With wage hikes in double digits raising the possibility of second and third round inflation, the reality was new jobs were not being created – and many had already lost their jobs – so there wasn’t much income left after costs to spend for many South Africans.
"The debt to disposable income ratio is not coming down as fast as we would have hoped to see," said Ms Mantshimuli, "the problem for many is working current debt levels down."
She felt the biggest problem was rising prices of necessities, with no increases in employment.
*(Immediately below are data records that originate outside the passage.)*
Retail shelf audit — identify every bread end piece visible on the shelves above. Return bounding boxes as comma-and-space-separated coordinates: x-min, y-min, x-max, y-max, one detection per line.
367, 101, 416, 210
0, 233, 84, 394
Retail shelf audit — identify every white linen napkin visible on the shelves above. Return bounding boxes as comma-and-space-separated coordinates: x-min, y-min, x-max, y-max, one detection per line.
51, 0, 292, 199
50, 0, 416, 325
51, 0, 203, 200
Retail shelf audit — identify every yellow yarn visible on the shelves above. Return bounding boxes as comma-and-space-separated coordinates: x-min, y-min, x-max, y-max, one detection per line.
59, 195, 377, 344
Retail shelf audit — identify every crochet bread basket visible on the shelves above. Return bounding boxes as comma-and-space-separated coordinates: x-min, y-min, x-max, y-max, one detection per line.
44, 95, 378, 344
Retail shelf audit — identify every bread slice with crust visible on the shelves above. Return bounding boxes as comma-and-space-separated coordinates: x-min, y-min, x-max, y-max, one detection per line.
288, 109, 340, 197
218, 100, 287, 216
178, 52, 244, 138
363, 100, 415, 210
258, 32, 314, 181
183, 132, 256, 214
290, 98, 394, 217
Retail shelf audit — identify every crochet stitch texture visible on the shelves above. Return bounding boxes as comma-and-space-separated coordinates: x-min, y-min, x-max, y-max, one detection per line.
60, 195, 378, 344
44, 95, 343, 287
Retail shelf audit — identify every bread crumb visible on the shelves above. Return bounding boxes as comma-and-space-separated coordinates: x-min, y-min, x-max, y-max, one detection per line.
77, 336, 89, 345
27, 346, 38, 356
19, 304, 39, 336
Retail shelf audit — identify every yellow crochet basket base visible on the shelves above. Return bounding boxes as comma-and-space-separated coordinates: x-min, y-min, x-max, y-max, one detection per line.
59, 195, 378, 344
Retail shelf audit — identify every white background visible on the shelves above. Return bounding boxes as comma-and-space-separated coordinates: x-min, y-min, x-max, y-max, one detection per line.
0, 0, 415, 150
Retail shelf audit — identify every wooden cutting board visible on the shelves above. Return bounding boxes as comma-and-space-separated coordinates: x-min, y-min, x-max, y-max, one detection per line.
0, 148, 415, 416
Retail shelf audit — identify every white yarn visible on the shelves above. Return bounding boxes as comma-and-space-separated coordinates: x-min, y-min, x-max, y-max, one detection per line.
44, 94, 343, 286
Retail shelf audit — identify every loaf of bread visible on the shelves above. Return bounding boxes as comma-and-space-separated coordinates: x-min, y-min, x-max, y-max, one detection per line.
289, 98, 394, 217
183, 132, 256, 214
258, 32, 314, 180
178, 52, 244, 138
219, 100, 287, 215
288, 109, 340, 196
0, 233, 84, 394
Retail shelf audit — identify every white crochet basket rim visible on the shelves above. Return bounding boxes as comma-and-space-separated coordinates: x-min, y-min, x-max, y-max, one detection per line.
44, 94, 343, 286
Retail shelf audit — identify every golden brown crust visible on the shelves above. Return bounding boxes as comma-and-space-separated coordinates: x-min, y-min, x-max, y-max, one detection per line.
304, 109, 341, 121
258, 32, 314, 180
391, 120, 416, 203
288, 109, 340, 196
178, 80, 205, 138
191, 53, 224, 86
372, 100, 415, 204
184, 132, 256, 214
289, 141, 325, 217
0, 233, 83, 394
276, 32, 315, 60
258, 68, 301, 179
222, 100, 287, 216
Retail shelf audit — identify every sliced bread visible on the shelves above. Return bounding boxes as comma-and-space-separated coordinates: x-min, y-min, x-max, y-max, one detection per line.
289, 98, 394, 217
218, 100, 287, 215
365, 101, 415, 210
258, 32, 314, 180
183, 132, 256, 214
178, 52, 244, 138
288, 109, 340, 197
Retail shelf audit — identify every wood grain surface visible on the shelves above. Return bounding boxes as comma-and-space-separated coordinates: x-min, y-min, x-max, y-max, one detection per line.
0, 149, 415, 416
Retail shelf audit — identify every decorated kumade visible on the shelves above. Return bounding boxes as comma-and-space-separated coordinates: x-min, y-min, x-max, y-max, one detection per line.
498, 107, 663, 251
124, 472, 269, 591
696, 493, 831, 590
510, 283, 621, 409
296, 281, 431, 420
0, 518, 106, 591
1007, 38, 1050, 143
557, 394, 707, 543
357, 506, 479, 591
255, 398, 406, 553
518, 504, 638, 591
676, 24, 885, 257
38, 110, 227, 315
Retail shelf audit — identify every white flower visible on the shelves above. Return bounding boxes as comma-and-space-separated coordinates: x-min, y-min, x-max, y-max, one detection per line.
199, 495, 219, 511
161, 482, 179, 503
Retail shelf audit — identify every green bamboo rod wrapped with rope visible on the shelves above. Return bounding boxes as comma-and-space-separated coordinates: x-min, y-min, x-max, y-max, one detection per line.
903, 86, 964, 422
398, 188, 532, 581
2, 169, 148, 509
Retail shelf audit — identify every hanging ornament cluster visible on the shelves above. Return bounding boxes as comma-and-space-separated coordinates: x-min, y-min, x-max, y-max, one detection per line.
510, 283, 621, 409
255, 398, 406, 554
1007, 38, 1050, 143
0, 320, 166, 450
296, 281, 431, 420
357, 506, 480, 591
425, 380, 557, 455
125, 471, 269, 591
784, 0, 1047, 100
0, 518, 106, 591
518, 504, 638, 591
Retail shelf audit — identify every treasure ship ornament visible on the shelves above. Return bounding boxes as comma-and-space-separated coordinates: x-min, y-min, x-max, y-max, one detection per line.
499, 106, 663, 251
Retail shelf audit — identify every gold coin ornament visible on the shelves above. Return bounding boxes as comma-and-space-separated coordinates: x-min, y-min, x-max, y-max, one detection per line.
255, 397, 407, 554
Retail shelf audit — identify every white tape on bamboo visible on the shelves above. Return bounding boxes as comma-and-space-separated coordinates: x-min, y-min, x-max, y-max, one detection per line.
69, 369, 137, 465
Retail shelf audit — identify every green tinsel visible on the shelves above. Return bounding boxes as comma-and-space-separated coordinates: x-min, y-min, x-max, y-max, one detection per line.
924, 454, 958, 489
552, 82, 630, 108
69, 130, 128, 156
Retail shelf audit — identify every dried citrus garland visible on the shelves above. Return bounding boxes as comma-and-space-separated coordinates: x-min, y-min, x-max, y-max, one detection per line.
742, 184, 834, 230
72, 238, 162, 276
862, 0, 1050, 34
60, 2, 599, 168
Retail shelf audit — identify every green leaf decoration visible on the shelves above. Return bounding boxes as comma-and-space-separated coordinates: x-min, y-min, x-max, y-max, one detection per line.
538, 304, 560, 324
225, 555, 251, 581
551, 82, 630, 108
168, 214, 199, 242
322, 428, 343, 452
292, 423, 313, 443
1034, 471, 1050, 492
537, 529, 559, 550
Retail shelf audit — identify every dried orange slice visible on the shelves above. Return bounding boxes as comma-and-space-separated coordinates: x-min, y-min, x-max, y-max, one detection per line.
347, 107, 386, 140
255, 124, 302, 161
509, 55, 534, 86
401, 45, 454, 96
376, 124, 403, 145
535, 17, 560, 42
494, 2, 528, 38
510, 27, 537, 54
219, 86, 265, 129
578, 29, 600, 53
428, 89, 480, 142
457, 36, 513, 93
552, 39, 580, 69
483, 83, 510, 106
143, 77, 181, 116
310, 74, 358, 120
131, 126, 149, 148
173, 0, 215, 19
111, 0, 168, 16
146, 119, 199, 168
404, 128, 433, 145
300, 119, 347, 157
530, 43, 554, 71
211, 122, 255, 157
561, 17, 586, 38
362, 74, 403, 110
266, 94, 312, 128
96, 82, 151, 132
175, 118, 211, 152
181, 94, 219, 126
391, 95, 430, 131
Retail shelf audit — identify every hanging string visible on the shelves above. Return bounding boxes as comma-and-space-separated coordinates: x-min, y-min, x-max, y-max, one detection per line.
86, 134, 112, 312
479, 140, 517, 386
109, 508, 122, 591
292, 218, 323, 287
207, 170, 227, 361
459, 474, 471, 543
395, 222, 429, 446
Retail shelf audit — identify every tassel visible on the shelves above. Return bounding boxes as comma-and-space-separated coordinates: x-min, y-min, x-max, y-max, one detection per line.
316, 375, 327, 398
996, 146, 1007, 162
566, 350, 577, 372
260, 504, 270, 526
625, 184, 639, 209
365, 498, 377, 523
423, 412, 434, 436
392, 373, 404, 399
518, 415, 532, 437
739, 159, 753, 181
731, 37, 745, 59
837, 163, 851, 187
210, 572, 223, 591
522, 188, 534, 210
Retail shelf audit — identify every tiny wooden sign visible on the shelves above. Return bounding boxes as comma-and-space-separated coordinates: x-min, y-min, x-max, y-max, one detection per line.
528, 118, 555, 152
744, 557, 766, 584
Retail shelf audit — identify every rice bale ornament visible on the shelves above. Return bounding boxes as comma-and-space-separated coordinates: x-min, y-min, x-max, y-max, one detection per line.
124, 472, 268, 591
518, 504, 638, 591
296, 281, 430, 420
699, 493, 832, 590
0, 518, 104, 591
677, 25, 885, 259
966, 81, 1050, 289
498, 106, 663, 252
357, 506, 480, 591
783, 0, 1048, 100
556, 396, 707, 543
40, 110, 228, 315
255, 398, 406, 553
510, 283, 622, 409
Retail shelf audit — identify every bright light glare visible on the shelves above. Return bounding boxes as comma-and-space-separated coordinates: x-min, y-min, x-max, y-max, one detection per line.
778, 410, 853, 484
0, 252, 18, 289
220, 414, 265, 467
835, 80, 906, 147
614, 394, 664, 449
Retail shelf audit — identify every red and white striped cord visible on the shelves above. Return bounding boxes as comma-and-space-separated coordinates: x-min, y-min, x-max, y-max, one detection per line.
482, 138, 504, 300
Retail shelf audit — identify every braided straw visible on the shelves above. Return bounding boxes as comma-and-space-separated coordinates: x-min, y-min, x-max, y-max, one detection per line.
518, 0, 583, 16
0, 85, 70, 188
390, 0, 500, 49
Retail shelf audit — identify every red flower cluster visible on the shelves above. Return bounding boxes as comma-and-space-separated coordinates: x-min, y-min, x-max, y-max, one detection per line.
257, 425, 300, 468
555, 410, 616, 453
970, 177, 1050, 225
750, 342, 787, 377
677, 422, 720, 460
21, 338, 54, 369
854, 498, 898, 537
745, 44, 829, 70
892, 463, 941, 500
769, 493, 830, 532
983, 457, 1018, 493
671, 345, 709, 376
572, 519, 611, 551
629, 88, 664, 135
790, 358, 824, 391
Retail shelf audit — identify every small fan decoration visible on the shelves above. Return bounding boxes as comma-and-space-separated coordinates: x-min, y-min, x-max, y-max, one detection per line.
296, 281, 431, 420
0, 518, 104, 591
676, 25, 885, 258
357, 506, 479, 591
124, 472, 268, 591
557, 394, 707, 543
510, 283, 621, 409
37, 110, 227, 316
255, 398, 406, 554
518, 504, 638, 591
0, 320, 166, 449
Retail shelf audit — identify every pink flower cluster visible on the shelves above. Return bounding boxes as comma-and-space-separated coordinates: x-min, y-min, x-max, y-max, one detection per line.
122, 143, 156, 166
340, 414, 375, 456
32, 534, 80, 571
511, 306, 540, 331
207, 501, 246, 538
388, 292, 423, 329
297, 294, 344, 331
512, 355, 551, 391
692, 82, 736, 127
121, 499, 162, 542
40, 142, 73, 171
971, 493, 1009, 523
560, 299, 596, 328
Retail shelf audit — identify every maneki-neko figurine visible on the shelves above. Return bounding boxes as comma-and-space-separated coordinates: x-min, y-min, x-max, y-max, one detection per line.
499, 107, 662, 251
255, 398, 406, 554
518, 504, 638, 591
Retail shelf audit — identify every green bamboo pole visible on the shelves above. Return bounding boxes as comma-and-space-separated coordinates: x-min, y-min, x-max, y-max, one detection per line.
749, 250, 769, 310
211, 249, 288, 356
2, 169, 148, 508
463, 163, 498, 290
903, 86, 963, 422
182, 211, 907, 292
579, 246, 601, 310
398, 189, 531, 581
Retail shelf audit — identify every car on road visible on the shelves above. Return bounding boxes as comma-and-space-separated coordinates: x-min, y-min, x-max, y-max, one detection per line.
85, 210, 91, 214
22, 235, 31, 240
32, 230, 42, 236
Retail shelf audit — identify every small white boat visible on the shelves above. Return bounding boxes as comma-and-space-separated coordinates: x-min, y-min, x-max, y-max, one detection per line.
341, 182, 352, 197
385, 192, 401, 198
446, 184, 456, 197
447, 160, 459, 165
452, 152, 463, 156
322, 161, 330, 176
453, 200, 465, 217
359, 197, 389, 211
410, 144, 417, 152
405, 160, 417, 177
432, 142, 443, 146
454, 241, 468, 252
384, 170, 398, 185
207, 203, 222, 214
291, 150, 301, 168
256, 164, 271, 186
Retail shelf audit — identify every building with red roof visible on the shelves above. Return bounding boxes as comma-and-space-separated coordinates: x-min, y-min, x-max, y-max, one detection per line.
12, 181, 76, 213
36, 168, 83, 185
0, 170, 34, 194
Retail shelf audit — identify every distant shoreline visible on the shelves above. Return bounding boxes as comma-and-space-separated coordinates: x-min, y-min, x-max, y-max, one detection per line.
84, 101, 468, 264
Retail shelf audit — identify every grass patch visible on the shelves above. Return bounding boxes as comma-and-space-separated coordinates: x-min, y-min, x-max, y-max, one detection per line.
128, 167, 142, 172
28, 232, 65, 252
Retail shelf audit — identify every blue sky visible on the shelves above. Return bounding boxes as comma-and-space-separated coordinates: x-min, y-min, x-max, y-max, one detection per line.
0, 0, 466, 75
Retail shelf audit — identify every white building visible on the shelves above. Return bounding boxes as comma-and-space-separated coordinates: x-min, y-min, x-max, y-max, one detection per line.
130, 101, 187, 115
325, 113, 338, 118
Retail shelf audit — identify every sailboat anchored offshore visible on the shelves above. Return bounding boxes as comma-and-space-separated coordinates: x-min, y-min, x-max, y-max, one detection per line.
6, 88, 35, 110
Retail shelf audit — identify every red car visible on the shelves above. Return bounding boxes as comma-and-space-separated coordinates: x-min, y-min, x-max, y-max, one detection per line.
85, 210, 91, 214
"Companies facing consumers are not going to see a lot of demand coming through in the figures – either financed by credit cards or disposable income – as consumers are still wary and there’s also the National Credit Act. We are not going to see a boom in consumer demand unless we see a change in employment, and I don’t see where that is going to come from.
"Even if there was an improvement in the second half, that’s not going to translate immediately for all those that lost their jobs."
Ms Mantshimuli expects only slightly better growth in 2012 with stabilisation of retrenchments, and the creation of a few formal sector jobs that would absorb some new entrants into the market.
The slight relief in the economy meant saving for retirement by South Africans – in the spotlight recently for being at an all-time low – was now inching up slowly as reflected in slightly lower savings policy lapse rates.
"It’s not like the height of the recession – we are meeting customers half way to keep their policies in the books reducing payments, rather than having them start all over again later on."
Although she believes we are going to breach the 6% upper limit of the inflation target, Ms Mantshimuli says it’s likely South Africas will now see an unchanged interest rate stance through to 2012.
"With the last MPC meeting I was of the opinion at the end of 2011 we would see an increase, but given the growth and sovereign debt problems in Europe and low growth in the US and at home the consumer is under too much pressure. Increasing interest rates would kill whatever nascent growth we are seeing."